Этти зевнула, и мама тут же повернулась к ней:
– Этти, прошу тебя. Это так грубо.
Девочка скрестила руки и плюхнулась на свой стул:
– Мне скучно.
– И почему же тебе скучно?
– Во-первых, я не танцую. Мои волосы не зачёсаны наверх, и я одета, как пятилетняя.
– Этти, тебе всего двенадцать.
– Я потанцую с тобой, дорогая, – сказал мистер Хоули, наклоняясь к дочери.
– Папа! Да я от стыда сгорю. – Вскочив, она пошла к столику с напитками, где разговаривали две женщины.
– Дора, вы не видели миссис Дайер?
– Она, разумеется, не здесь. Как и художник, – ответила вторая женщина с понимающей улыбкой, заставившей Эттин желудок сжаться.
«Хм, – подумала Этти. – Значит, об этом знает не только горничная миссис Дайер». Она забыла о пунше и решила побродить по комнате и послушать, обсуждает ли кто-нибудь ещё миссис Дайер и её художника. «Хороший детектив из агентства Пинкертона поступил бы так же», – отметила она. Но, прослонявшись по залу ещё минут десять, девочка так ничего и не услышала и вернулась к родителям.
– Пожалуйста, можно мне пойти в свою каюту? Я на середине такого чудесного романа.
– Ох, Этти, ты читаешь слишком много романов. И только не говори мне, что взялась за одну из этих тягостных диккенсовских историй о бедняках.
– Нет, мама, это Джейн Остин. Там все очень воспитанны, понимаешь? Люди, в основном, богаты, а если и не богаты, то не отчаянно бедны и не болеют, как у Диккенса. Беднейшие люди обычно викарии и что-то в этом роде. Никаких уличных оборванцев.
– Тогда, я думаю, всё в порядке, дорогая, – Эдвина затрясла пальцами, словно пытаясь рассеять неприятные образы, только что нарисованные дочерью.

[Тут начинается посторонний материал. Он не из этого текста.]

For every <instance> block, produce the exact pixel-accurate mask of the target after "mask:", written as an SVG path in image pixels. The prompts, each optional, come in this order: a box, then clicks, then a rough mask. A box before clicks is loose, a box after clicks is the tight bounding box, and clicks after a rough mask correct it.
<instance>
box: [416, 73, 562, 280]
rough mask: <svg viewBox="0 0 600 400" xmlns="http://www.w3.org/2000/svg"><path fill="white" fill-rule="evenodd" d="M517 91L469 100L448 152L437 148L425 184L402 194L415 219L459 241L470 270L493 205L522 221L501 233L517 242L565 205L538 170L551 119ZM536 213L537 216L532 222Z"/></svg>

По правде говоря, Этти лгала: узнай мама, что на самом деле читает её дочь, она бы закатила истерику или скандал. За это путешествие девочка уже дважды прочитала книгу Остин, а дядюшки Год и Барк дали ей «Приключения Гекльберри Финна», которые она так любила. Как же она жалела, что плывёт не на плоту по Миссисипи, а на этом дурацком корабле. Она только что прочитала ещё один чудесный отрывок о том, как прекрасна была жизнь на плоту. Этти повторила его.

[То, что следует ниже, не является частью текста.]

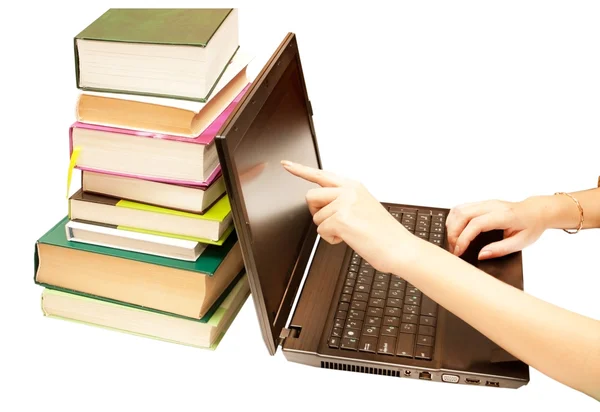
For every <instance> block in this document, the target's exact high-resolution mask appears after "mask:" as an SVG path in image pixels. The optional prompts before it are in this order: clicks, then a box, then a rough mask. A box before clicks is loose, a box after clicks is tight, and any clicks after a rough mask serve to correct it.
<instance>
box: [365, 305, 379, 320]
mask: <svg viewBox="0 0 600 412" xmlns="http://www.w3.org/2000/svg"><path fill="white" fill-rule="evenodd" d="M367 315H369V316H375V317H378V318H380V317H382V316H383V309H382V308H373V307H369V309H368V310H367Z"/></svg>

Мы говорили, что нет дома лучше, чем плот. Везде кажется тесно и душно, но не на плоту. На плоту чувствуешь себя свободно, легко и удобно.
Да, вот что она чувствовала на борту «Леонида» – тесноту и духоту – и изводила себя вопросом, будет ли ей когда-нибудь по-настоящему свободно и легко. Час спустя она всё ещё читала, когда кто-то мягко постучал в дверь.